Bei Benfica hat Schmidt eine Mannschaft mit Spielern geformt, die international zuvor kaum klangvolle Namen hatten. Julian Draxler ist zwar da, doch der Deutsche spielte bislang aufgrund von Formschwäche und Verletzungsproblemen kaum eine Rolle. Die Protagonisten von Schmidts Benfica sind andere: der Torjäger Gonçalo Ramos natürlich, aber auch João Mário, ein Mittelfeldspieler, der früher eher selten getroffen hat und nun mit einiger Regelmäßigkeit. Und die Abwehr dirigiert Nicolás Otamendi, 35, mit Argentinien unlängst Weltmeister geworden.
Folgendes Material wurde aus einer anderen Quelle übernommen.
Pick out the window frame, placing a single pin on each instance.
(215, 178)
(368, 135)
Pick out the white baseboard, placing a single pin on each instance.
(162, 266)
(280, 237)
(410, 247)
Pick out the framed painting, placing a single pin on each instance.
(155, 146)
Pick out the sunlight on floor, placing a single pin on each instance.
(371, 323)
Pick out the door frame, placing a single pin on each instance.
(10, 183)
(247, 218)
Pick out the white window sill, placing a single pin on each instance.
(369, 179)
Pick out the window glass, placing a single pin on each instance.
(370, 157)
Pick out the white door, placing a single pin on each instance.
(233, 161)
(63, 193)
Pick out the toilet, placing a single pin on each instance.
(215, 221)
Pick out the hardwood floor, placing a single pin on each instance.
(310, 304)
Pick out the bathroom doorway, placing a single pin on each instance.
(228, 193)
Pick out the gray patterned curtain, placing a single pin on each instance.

"Schmidt hat Persönlichkeit"

Otamendi ist voll des Lobes über seinen Trainer, mit dem er seit dem vergangenen Sommer zusammenarbeitet. "Ich kannte ihn vorher noch nicht", sagte der Kapitän und Abwehrchef in einem UEFA-Interview: "Er ist ein Trainer mit sehr klaren Ideen, der den Spielern viel Vertrauen gibt. Auch das Training ist gut, und er hat Persönlichkeit. Das ist wichtig für eine junge Mannschaft."

Benficas Nicolas Otamendi jubelt über sein Tor zum 1:0.

Benficas Nicolas Otamendi

Denn es sei nicht einfach, einen solchen Kader zu managen. "Aber er macht das in seiner ersten Saison in der bestmöglichen Form", sagt der 35-Jährige.

Intern wird man in Lissabon den nationalen Titel schon als gesichert ansehen, insgeheim schauen sie in der fußballverrückten Metropole auf einen anderen Wettbewerb - die Champions League.

Inter Mailand im Blick

Am Dienstag geht's da im Viertelfinale gegen Inter Mailand. "Eine tolle Mannschaft", sagt Schmidt über den Gegner. "Aber es gibt in diesem Duell keinen Favoriten", findet er. Vor allem auf das Heimspiel hat er es abgesehen. "Wir sind im Estadio da Luz eine Macht. Da macht es wirklich Spaß für uns und mit der Unterstützung unserer Fans sind die Spiele dort etwas ganz Besonderes", glaubt Schmidt.